Thompson C J, France A J, Baylis P H
Department of Medicine, Ninewells Hospital and Medical School, Dundee.
Scott Med J. 1997 Feb;42(1):16-7. doi: 10.1177/003693309704200106.
We report the case of a patient who developed severe hypernatraemic dehydration following a head injury. Ten years previously he had been diagnosed to have lithium-induced nephrogenic diabetes insipidus, and lithium therapy had been discontinued. He remained thirsty and polyuric despite cessation of lithium and investigations on admission showed him to have normal osmoregulated thirst and vasopressin secretion, with clear evidence of nephrogenic diabetes insipidus. Lithium induced nephrogenic diabetes insipidus is considered to be reversible on cessation of therapy but polyuria persisted in this patient for ten years after lithium was stopped.
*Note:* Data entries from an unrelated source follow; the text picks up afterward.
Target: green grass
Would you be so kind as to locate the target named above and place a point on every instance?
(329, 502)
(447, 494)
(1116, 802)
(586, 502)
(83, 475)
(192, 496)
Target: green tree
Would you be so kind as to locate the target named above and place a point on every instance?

We discuss the possible renal mechanisms and the implications for management of patients with lithium-induced nephrogenic diabetes insipidus.
我们报告了一例头部受伤后发生严重高钠血症性脱水的患者。十年前,他被诊断为锂诱导的肾性尿崩症,随后停用了锂治疗。尽管停用了锂,但他仍口渴且多尿,入院检查显示他的渗透压调节性口渴和抗利尿激素分泌正常,有明确的肾性尿崩症证据。锂诱导的肾性尿崩症被认为在停止治疗后是可逆的,但该患者在停用锂后多尿持续了十年。我们讨论了可能的肾脏机制以及对锂诱导的肾性尿崩症患者管理的影响。